Tuesday, August 3, 2010 - 11:10 AM

COS 16-10: Extracellular enzyme responses to litter and rainfall manipulations in a lowland tropical forest

Samantha A. Weintraub, University of Colorado, William R. Wieder, Institute of Arctic and Alpine Research, University of Colorado at Boulder, Cory C. Cleveland, University of Montana, and Alan R. Townsend, University of Colorado, Boulder.

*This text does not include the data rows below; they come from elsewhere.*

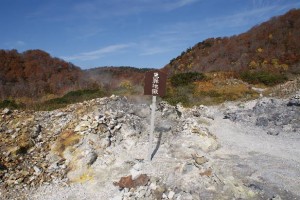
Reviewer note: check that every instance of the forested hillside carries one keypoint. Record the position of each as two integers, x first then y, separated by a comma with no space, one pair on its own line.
273,46
34,73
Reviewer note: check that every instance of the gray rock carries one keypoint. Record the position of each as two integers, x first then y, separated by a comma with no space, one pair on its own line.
6,111
262,121
294,101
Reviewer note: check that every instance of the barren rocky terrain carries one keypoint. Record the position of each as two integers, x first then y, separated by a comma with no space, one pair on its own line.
98,149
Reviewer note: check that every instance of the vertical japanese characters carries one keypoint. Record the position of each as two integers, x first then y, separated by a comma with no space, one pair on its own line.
155,83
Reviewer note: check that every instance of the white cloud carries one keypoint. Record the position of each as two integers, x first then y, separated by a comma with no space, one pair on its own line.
177,4
93,55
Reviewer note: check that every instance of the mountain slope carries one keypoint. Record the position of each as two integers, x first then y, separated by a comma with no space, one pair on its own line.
272,46
34,73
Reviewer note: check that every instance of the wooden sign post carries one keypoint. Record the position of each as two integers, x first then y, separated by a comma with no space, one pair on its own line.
155,85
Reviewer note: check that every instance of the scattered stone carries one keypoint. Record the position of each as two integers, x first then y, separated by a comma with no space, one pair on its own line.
199,160
6,111
294,101
128,182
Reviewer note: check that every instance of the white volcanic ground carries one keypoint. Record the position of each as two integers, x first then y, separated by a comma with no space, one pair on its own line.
240,150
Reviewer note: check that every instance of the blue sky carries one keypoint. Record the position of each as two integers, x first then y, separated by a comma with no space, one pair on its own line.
138,33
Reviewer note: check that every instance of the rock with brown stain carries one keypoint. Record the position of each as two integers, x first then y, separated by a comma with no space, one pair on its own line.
127,182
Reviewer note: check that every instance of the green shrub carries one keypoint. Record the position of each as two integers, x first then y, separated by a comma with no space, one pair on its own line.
186,78
267,78
10,104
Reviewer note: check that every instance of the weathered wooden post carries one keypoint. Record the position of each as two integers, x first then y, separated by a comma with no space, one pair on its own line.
155,85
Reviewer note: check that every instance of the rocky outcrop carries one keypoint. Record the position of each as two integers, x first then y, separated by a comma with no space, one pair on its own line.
273,115
103,145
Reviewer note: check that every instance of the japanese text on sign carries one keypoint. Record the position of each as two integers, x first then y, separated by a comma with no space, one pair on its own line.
155,82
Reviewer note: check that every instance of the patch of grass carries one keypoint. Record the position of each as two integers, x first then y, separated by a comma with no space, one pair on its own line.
12,104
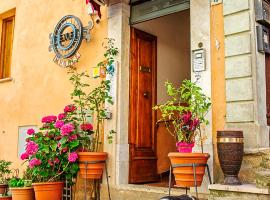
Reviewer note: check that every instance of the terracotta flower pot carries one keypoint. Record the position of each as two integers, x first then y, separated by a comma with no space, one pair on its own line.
3,188
26,193
95,170
184,175
6,198
184,147
48,190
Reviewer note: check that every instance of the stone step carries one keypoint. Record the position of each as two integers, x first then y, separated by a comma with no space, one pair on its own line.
238,192
142,192
263,178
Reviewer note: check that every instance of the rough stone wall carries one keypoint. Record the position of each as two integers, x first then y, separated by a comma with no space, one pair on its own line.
243,109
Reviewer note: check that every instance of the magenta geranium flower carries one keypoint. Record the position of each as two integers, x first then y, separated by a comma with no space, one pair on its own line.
70,108
187,117
72,137
24,156
67,129
49,119
31,148
86,127
59,124
72,157
34,162
61,116
30,131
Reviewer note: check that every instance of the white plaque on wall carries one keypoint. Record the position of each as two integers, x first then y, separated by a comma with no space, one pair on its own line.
198,60
22,137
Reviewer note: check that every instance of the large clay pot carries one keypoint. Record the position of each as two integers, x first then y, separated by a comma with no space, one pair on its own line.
230,145
89,170
6,198
3,188
26,193
48,190
184,176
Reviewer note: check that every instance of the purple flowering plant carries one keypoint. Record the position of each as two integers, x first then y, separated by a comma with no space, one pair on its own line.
51,152
185,110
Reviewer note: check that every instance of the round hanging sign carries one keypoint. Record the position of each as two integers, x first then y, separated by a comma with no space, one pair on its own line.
66,39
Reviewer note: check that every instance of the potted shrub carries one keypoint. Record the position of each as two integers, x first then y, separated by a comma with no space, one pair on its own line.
5,171
184,113
51,155
21,189
89,105
5,197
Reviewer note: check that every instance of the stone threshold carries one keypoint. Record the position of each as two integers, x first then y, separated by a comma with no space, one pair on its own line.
244,188
256,150
158,190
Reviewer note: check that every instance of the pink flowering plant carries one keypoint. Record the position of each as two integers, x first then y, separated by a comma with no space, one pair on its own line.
185,111
51,152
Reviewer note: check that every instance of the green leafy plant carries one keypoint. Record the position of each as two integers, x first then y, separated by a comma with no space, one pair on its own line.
185,111
16,182
5,171
51,152
91,102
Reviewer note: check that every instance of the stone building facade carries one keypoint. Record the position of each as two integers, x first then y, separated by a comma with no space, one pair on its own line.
234,78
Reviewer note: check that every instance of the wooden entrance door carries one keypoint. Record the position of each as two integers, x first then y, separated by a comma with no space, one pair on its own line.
267,78
142,119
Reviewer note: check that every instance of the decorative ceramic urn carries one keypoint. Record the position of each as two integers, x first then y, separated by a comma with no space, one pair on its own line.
230,145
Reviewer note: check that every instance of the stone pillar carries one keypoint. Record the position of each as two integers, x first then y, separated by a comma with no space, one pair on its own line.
118,28
244,74
200,33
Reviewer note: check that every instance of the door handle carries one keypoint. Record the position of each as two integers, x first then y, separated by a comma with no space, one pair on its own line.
145,94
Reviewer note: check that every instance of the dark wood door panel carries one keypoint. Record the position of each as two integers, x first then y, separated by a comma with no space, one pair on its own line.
142,131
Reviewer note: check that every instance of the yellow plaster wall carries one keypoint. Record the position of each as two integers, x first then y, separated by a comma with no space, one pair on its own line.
218,78
39,86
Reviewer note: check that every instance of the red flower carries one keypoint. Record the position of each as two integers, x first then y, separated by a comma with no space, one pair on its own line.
49,119
194,123
86,127
61,116
70,108
187,117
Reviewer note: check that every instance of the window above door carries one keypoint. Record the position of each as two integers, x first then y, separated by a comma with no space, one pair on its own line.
7,21
143,10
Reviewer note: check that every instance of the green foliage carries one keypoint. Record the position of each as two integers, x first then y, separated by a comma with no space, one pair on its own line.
91,101
185,111
5,171
17,182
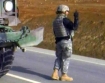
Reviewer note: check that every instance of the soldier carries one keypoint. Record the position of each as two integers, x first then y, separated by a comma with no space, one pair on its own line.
63,28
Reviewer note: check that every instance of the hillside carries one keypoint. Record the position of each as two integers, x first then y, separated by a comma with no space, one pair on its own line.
89,40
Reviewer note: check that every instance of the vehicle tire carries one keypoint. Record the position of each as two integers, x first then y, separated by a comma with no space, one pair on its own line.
6,60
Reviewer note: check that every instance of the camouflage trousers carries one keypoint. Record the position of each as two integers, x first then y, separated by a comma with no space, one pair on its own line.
63,54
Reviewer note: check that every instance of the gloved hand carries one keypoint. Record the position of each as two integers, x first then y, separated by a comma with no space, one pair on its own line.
76,14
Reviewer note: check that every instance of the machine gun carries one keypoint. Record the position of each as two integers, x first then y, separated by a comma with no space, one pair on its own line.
11,39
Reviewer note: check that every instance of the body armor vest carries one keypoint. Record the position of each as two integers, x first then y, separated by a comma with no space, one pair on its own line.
58,27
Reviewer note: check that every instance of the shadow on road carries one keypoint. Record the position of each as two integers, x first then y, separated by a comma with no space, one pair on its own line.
24,70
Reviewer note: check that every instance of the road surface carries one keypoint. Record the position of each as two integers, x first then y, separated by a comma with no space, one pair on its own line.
36,66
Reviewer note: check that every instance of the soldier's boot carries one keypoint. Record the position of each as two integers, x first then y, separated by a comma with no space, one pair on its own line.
65,77
55,75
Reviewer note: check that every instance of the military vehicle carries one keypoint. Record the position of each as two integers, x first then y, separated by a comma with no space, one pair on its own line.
10,39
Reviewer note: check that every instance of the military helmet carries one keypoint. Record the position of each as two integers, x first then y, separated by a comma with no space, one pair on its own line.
62,8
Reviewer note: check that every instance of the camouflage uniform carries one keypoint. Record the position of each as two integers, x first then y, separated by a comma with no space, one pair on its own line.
63,46
63,29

Background/Question/Methods

Organic matter mineralization is among the most fundamental of ecosystem processes.  Such mineralization occurs via extracellular enzyme activity (EEA), a collective term for the action of a wide variety of enzymes that cleave, hydrolyze or otherwise degrade organic molecules in litter and soils.  Given the central roles of such enzymes in carbon and nutrient cycling, resolution of the major controls over EEA can be important to understanding ecosystem responses to a changing environment.  Past work shows that both biotic and abiotic drivers can alter EEA, and that, for example, the activity of nutrient-liberating enzymes may be modulated by the availability of that nutrient in the local environment.  As a result, EEA can help drive plant-soil feedbacks that either magnify or reduce ecosystem responses to a given exogenous driver.  Here, we used an in situ manipulation of both rainfall and litterfall in a lowland tropical forest to explore how changes in climate and organic matter inputs to soils would alter EEA for a suite of enzymes key to C, N and P cycling.   
Results/Conclusions

The experiment was carried out in a forest located in the NW portion of the Osa Peninsula in Costa Rica.  The site receives > 5,000 mm of rain each year, in a strongly seasonal pattern.  Manipulation plots included control, no litter, double litter, and two levels of rainfall removal:  25% and 50%, respectively, below ambient.  Measurements of EEA for three C-degrading enzymes (xylosidase, β-1,4-glucosidase and cellobiohydrolase), two involved in N cycling (β-1,4-N-acetylglucosaminidase and leucine aminopeptidase), and one in P mineralization (acid phosphatase) showed that all six enzyme activities:  1) increased between the late dry and early wet season, and then stayed relatively constant throughout the rainy season; and 2) increased substantially in double-litter plots.  Interestingly, despite the seasonal trends, rainfall exclusion had no significant effects on EEA, nor did litter removal, despite substantial losses in total organic matter in such plots.   Finally, we found that in litter addition plots, EEA increased much more than did microbial biomass, suggesting a higher specific activity in organic-matter rich plots.  Data from other work in these plots show a concomitant shift in microbial community structure, which may partially account for the changes in both EEA and its specific activity.